Lors de la vente aux enchères du « Salvator Mundi », toile de Léonard de Vinci, chez Christie’s, à Londres, le 15 novembre 2017. / Julie Jacobson / AP

Après avoir servi d’arrière-plan à un roman à énigme, Da Vinci Code, best-seller mondial, l’œuvre de Léonard de Vinci est à l’origine d’un nouveau mystère, sur fond d’intrigues de palais dans le golfe Arabo-Persique : qui a acheté le Salvator Mundi (le « sauveur du monde ») ? Cette toile attribuée au maître de la Renaissance, qui représente le Christ tenant une sphère de cristal dans sa main, est devenue à la mi-novembre la peinture la plus chère du monde.

Lors d’une vente aux enchères chez Christie’s, à Londres, l’huile sur bois datée d’environ 1500 a atteint la somme mirobolante de 450 millions de dollars, écrasant le précédent record, détenu par Les Femmes d’Alger, de Picasso (179 millions de dollars).

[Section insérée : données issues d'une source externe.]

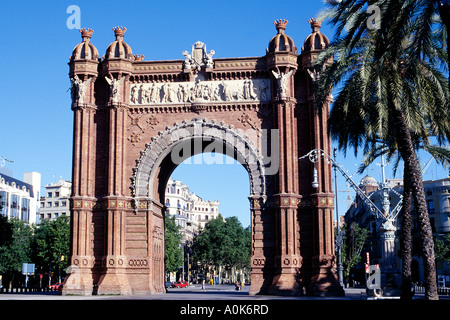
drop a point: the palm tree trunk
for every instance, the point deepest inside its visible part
(444, 13)
(406, 240)
(414, 180)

Une armada de limiers s’est alors précipitée sur la piste du richissime acquéreur, dont l’identité avait été tenue secrète.

La presse américaine a sorti un nom, et pas n’importe lequel : Mohammed Ben Salman, dit « MBS », le prince héritier d’Arabie saoudite et fils du roi Salman. S’appuyant sur une source ayant eu accès à un rapport des services de renseignement américain et une autre proche de la transaction, le New York Times et le Wall Street Journal ont affirmé que l’achat a été réalisé par un prince de second rang, Bader Ben Abdullah Ben Mohammed Ben Farhan Al-Saud, en lien téléphonique avec Christie’s lors de la vente, mais agissant pour le compte de « MBS », dont il est proche.

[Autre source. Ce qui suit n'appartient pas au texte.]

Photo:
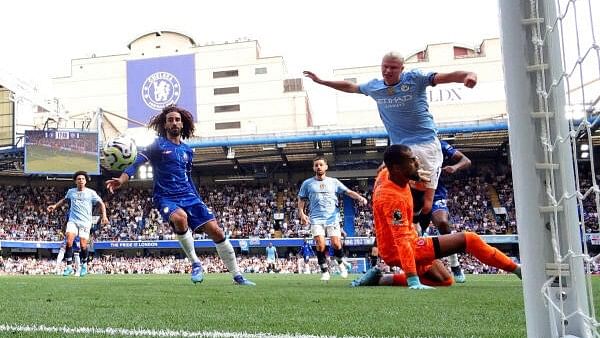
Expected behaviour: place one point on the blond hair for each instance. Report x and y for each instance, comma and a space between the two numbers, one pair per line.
394, 55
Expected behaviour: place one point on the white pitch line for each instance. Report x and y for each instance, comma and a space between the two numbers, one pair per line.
148, 332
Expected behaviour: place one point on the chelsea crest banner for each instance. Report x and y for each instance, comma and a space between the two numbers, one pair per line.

« Salvator Mundi » aurait été payé par « MBS », par le biais du prince Bader, avant d’être offert à Abou Dhabi

Ces articles ont aussitôt fait sourire. Le dauphin du royaume a fait de la réforme de la gouvernance saoudienne son porte-étendard. C’est en son nom qu’il a imposé des mesures d’austérité, dont des coupes dans les subventions sur l’essence et l’électricité, et qu’il a lancé une purge anticorruption, ayant conduit à l’arrestation de deux cents dignitaires, accusés de détournement de fonds publics. Le numéro deux du royaume s’affranchirait-il de la rigueur qu’il exige de ses sujets ?

Affabulations, répond le gouvernement saoudien, qui a produit vendredi un document présentant le prince Bader comme un intermédiaire mandaté par le département de la culture et du tourisme d’Abou Dhabi. La branche du Louvre, ouverte début novembre dans la capitale des Emirats arabes unis, avait annoncé deux jours plus tôt que la peinture à un demi-milliard de dollars ornerait ses murs. Mais cette version ne convainc pas totalement. Interrogée par l’agence Reuters, la porte-parole de l’institution émirienne, tout en assurant que celle-ci a « acquis » le chef-d’œuvre italien, a refusé de confirmer qu’elle l’a « acheté ».

Une nuance pas anodine. Selon le Wall Street Journal et le Financial Times, Salvator Mundi aurait bel et bien été payé par « MBS », par le biais du prince Bader, avant d’être offert à Abou Dhabi, dont le régent, Mohamed Ben Zayed, est le mentor du prince héritier saoudien. La thèse du « cadeau d’Etat à Etat » est avancée par les deux quotidiens économiques, pas totalement certains d’avoir le fin mot de cette ténébreuse histoire. Un imbroglio qui n’aurait pas déplu à Léonard de Vinci, l’homme du sfumato, ce style vaporeux, entremêlant ombre et lumière.